Kemalizm jest zatem ideologią udoskonalenia – poprzez modernizację, a jednocześnie stanowi intelektualną spuściznę Ojca Wszystkich Turków – bo to właśnie znaczy „Atatürk”. Zachowajmy w pamięci oba te aspekty.
Sześć filarów, przestawianych jako strzały, tworzy kemalizm. Wśród nich znajduje się republikanizm – rozumiany jednak nie na sposób polski, ale raczej francuski, bo to stamtąd kemalizm czerpał wzorce, i świeckie państwo.

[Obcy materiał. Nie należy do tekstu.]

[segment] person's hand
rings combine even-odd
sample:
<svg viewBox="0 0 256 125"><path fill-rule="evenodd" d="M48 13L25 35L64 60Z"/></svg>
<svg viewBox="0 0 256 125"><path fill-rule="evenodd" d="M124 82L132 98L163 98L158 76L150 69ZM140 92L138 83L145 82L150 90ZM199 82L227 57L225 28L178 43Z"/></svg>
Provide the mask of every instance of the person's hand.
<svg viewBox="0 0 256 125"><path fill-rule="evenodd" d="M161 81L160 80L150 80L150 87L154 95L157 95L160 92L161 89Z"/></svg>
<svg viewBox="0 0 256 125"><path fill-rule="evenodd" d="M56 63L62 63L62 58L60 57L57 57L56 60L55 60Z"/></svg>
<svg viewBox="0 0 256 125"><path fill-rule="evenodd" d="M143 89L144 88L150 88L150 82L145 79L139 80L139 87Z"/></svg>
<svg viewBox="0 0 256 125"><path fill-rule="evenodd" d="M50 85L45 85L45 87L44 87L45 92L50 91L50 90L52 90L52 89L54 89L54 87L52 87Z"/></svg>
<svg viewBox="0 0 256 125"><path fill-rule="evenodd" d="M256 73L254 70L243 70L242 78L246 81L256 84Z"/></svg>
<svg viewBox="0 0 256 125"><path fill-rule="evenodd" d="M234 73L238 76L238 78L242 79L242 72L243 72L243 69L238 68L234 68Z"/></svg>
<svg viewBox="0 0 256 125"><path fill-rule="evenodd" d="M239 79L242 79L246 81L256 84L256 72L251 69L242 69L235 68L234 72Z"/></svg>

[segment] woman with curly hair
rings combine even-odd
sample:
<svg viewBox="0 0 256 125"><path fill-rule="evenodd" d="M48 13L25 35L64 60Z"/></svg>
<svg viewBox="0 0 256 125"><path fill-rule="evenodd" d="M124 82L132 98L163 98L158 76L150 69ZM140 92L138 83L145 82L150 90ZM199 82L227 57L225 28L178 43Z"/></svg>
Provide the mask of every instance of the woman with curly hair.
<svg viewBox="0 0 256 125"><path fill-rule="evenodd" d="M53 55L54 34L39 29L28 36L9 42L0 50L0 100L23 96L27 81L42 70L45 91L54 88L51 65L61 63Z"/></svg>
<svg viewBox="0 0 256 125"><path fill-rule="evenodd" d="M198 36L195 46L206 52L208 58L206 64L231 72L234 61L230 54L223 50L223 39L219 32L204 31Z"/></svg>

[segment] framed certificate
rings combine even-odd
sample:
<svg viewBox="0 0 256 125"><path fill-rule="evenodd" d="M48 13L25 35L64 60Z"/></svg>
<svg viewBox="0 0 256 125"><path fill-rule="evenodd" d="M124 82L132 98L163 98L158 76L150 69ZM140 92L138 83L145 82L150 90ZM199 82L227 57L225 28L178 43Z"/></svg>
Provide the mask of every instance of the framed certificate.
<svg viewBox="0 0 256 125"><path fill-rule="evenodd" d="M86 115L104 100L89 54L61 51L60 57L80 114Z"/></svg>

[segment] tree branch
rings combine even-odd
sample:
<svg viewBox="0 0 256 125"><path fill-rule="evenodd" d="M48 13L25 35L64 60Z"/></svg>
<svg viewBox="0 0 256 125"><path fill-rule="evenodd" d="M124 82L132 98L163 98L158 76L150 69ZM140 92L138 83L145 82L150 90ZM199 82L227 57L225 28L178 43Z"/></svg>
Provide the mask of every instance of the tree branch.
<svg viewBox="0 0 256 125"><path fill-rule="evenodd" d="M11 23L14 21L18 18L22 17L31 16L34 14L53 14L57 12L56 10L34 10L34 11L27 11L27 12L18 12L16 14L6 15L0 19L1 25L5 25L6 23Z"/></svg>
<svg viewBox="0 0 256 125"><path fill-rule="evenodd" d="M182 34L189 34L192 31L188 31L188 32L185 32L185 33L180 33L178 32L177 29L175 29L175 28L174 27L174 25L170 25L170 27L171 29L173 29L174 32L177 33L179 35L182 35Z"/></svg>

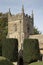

Słowo komentarza: nad Wisłą rozdział państwa od kościoła postulowany jest przed ateistów i antyklerykałów (rzadziej agnostyków), słowem przez tych, którzy nie dopuszczają łączenia porządku metafizycznego i publicznego.
W Turcji jednak sekularyzacja miała charakter inny. To była odpowiedź na koncentrację władzy politycznej i duchowej w jednym ręku – w ręku sułtana, który mógł pozbawić życia np. za apostazję.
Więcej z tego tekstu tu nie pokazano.